ABSTRACT

With the rise of artificial intelligence and deep learning, natural language processing and computer vision have become enthralling research fields. A text-to-image generation has become one of the most vital aspects of technology nowadays and has been gaining much attention. In this grooming era, various application areas developed in the computer vision domain are gaining attention and crucial importance. This research work aims to identify a variety of suspects including criminals, missing children, and fugitives. Text-to-image generates a realistic image that matches a given text description. The goal of facial image generation from text is to generate the face of the suspect from the description provided by the victims. Machine learning and deep learning techniques have been leveraged as they have the potential to extrapolate specific use cases from the general training data provided to the machine learning architecture. Traditionally, deep learning architectures such as convolutional neural networks (CNNs) are used. However, these architectures are suited for complex visual tasks like image segmentation and image recognition, but they proved inept at image generation. To overcome this issue, this research work has been proposed with generative adversarial networks (GANs) to generate a suspect’s face. The peculiarity of GAN lies in its ability to perform indirect training where a generator is trained on the outputs of the discriminator which is also simultaneously being trained. This unique ability of GANs has allowed researchers to produce vivid face images having myriad text descriptions.
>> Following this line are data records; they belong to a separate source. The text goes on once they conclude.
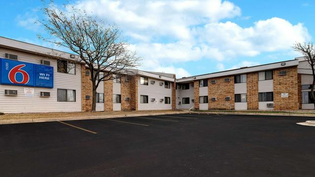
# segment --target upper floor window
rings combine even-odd
[[[140,84],[148,86],[149,85],[149,79],[144,77],[140,77]]]
[[[272,80],[273,79],[273,71],[266,71],[258,73],[258,80],[265,81],[267,80]]]
[[[182,84],[182,89],[189,89],[189,83],[185,83]]]
[[[245,83],[246,82],[246,74],[234,76],[234,83]]]
[[[199,81],[199,87],[208,87],[208,79]]]
[[[57,72],[75,74],[75,63],[62,59],[57,60]]]

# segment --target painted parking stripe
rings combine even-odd
[[[143,118],[143,119],[147,119],[150,120],[161,120],[161,121],[174,121],[174,122],[179,122],[178,120],[165,120],[165,119],[161,119],[158,118],[145,118],[142,117],[134,117],[136,118]]]
[[[100,120],[106,120],[114,121],[117,121],[117,122],[122,122],[122,123],[129,123],[129,124],[134,124],[134,125],[138,125],[149,126],[149,125],[142,124],[140,124],[140,123],[132,123],[132,122],[126,122],[126,121],[124,121],[117,120],[113,120],[113,119],[108,119],[108,118],[103,118],[103,119],[101,119]]]
[[[89,133],[93,133],[93,134],[97,134],[97,133],[96,133],[96,132],[94,132],[94,131],[93,131],[89,130],[83,128],[79,127],[78,127],[78,126],[74,126],[74,125],[71,125],[71,124],[69,124],[69,123],[65,123],[65,122],[63,122],[63,121],[58,121],[58,122],[60,122],[60,123],[63,123],[63,124],[65,124],[65,125],[68,125],[68,126],[71,126],[71,127],[72,127],[76,128],[77,128],[77,129],[80,129],[80,130],[83,130],[83,131],[86,131],[86,132],[89,132]]]

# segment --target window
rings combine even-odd
[[[260,92],[259,93],[259,101],[274,101],[274,92]]]
[[[247,102],[247,94],[246,93],[235,94],[234,98],[235,103]]]
[[[114,80],[113,82],[115,83],[121,83],[121,77],[119,75],[117,75],[116,74],[113,74],[113,77],[114,78]]]
[[[234,76],[234,83],[245,83],[246,82],[246,74]]]
[[[140,77],[140,84],[148,86],[148,83],[149,83],[149,79],[148,79],[148,78],[146,78],[144,77]]]
[[[302,85],[302,89],[311,89],[311,85]]]
[[[104,103],[104,93],[96,93],[96,103]]]
[[[199,103],[208,103],[208,96],[202,96],[199,97]]]
[[[182,89],[189,89],[189,83],[185,83],[182,84]]]
[[[62,59],[57,60],[57,72],[75,74],[75,63]]]
[[[189,104],[189,97],[183,98],[183,104]]]
[[[208,79],[199,81],[199,87],[208,87]]]
[[[311,91],[302,92],[302,103],[310,104],[314,103],[314,100],[312,99]]]
[[[121,95],[114,94],[113,95],[113,99],[114,103],[121,103]]]
[[[75,90],[58,88],[57,101],[75,102]]]
[[[140,103],[148,103],[148,99],[149,99],[149,96],[148,96],[148,95],[140,95]]]
[[[267,80],[272,80],[273,79],[273,71],[266,71],[258,73],[258,80],[265,81]]]

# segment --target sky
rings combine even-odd
[[[177,78],[293,59],[313,42],[314,0],[55,0],[116,24],[142,59],[139,69]],[[0,36],[66,51],[38,39],[40,0],[1,2]]]

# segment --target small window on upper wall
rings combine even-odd
[[[140,77],[140,84],[148,86],[149,85],[149,79],[144,77]]]
[[[258,73],[258,80],[265,81],[273,79],[273,71],[265,71]]]
[[[57,60],[57,72],[75,74],[75,63],[62,59]]]
[[[234,76],[234,83],[245,83],[246,82],[246,74],[240,74]]]
[[[199,81],[199,87],[208,87],[208,79]]]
A generator creates images upon the training that look real while the discriminator learns to differentiate the real ones from the fake ones. The authors here propose to use Universal Sentence Encoder for encoding the text into vectors that can be further used for text classification. Deep convolutional generative adversarial networks (DCGANs) will be employed for the process of image generation based upon the classified text. This approach is employed upon the Text2FaceGAN dataset for the generation of facial images using textual descriptions.